A Indusparquet, no texto da nota, afirma que não foi identificada qualquer madeira de origem ilegal. "A rigor, no caso da empresa, quando muito estariam pendentes ajustes administrativos em sistema de controle (DOF). Ou seja, a madeira constante no sistema não estava no pátio apontado e sim no segundo pátio ao lado. Além disso, parte da madeira ainda estava como madeira bruta e não convertida em produto final."

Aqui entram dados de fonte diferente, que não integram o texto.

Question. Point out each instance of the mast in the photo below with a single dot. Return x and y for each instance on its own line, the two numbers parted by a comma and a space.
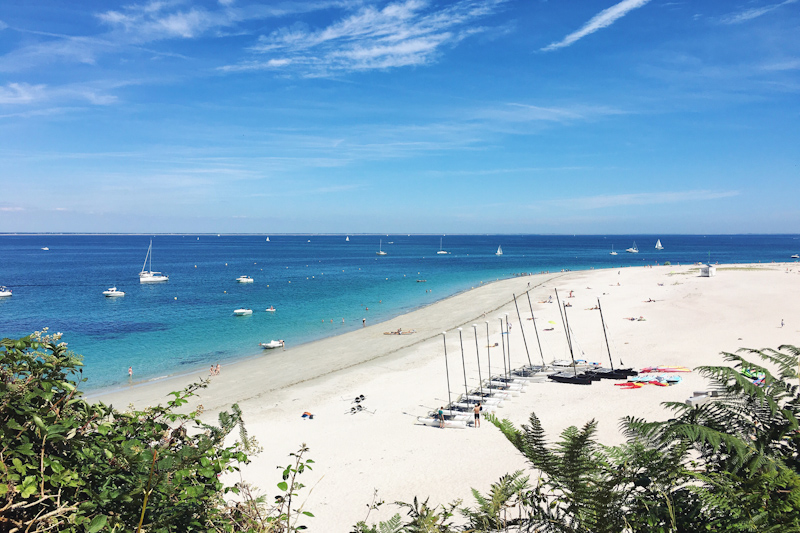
602, 321
478, 353
533, 319
447, 370
522, 330
566, 330
463, 364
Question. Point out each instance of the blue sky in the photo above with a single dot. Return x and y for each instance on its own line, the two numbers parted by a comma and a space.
490, 116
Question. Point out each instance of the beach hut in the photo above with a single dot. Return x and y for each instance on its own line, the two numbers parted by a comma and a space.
708, 271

Quando uma empresa compra madeira, em tora ou serrada, ela registra no DOF este volume. Mas depois de passar por processamento na fábrica, ao ser transformada, por exemplo, em taco, uma parte disso se perde em serragem. Se ela comprou em tora, tem depois de registrar essa conversão - dizer no que ela foi transformada e quanto se perdeu nesse processo. De acordo com a Indusparquet, ainda não tinha sido feita essa atualização no sistema, daí a discrepância.

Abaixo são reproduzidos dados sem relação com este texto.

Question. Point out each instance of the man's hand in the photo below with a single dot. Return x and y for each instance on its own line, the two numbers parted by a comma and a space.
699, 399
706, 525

Ao justificar o cancelamento da multa, o coronel Silva apontou "vícios" na investigação e na atuação dos agentes do Ibama. Mas nenhuma evidência de tais "vícios" foi fornecida na decisão. Ele também considerou que eram "desnecessárias a produção de novas evidências ou informações" por parte da empresa. A empresa ainda recorre da multa aplicada à matriz na mesma operação.

Questionado sobre o cancelamento da multa na gestão atual, o Ibama respondeu somente que "aceitou o argumento (da empresa) de que a madeira é regular e que a infração administrativa era outra, com enquadramento adequado a infração". Em nota, o órgão ambiental afirmou que, na operação, "constatou-se um erro na informação prestada, o estoque que devia estar em um pátio, estava, na verdade, condicionado em outro pátio, gerando a inconsistência dos dados no momento da fiscalização".

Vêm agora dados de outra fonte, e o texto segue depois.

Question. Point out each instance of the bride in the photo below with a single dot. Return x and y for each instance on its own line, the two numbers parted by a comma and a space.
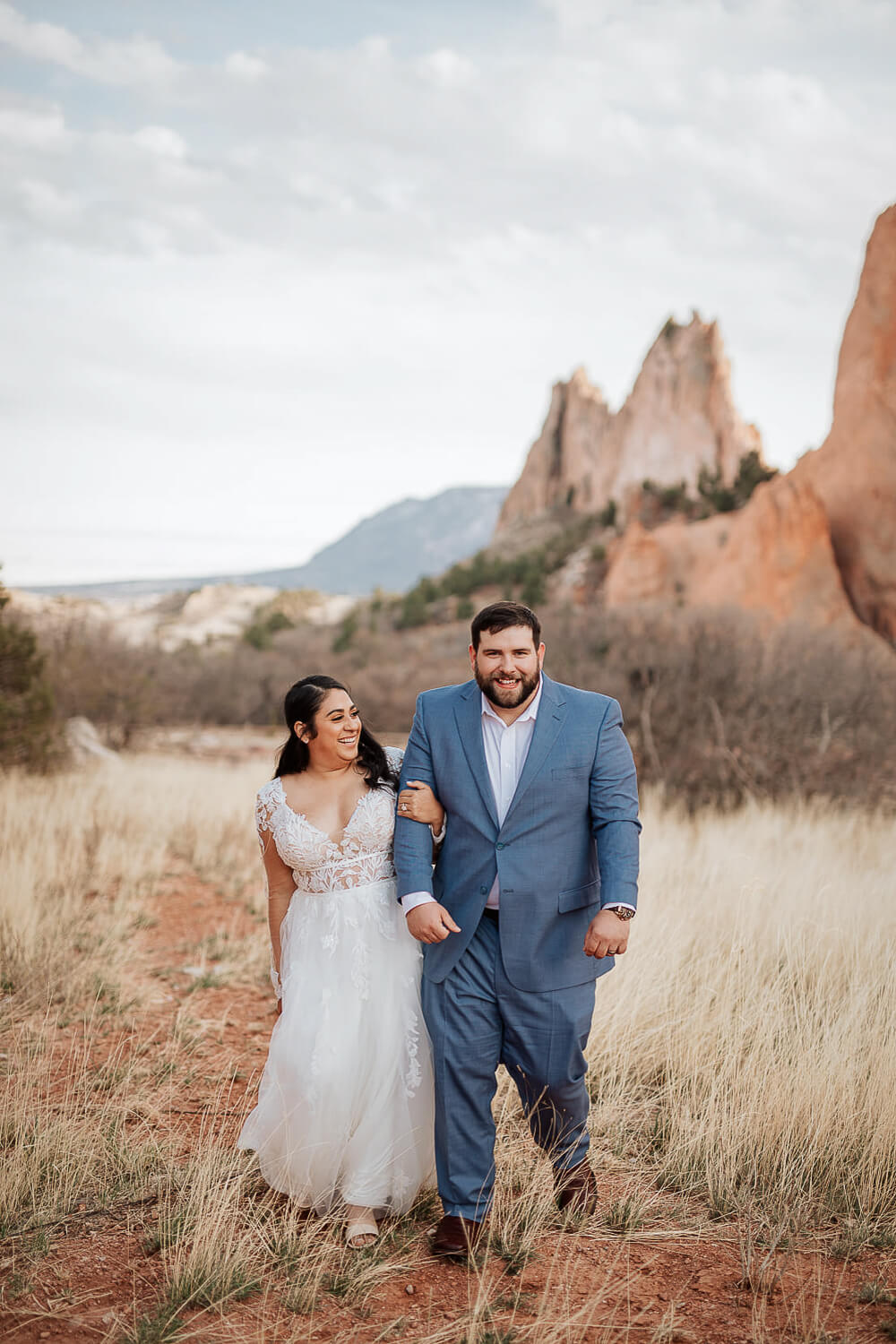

O monitoramento da exploração de madeira no Brasil feita pelo Sinaflor tem uma regra muito clara: "(A) transferência de produtos florestais entre pátios de uma mesma empresa deve ser acompanhada do correspondente documento de origem (DOF), e este documento deve ser emitido com base nos estoques do pátio devidamente contabilizados no sistema." Não fazer esse registro, como disse um técnico do Ibama que acompanhou de perto a Operação Pátio, é burlar uma regra muito básica.

"Uma fraude possível é alguém comprar madeira de um local em que a extração é proibida, como uma terra indígena ou uma unidade de conservação, em geral espécies de maior valor comercial, e acobertar com aquele crédito de origem legal do DOF", explicou na época ao Estadão Roberto Cabral Borges, então coordenador de operações e fiscalização do Ibama.

Bolsonaro fala em combater 'indústria da multa' na área ambiental

Desde o início de seu mandato, Bolsonaro tem travado uma guerra com o que chama de "indústria da multa" na área ambiental. Em dois anos, várias autuações foram canceladas, técnicos de carreira do Ibama foram substituídos por militares sem relação prévia com o setor e novas multas foram praticamente paralisadas após a criação dos chamados núcleos de conciliação.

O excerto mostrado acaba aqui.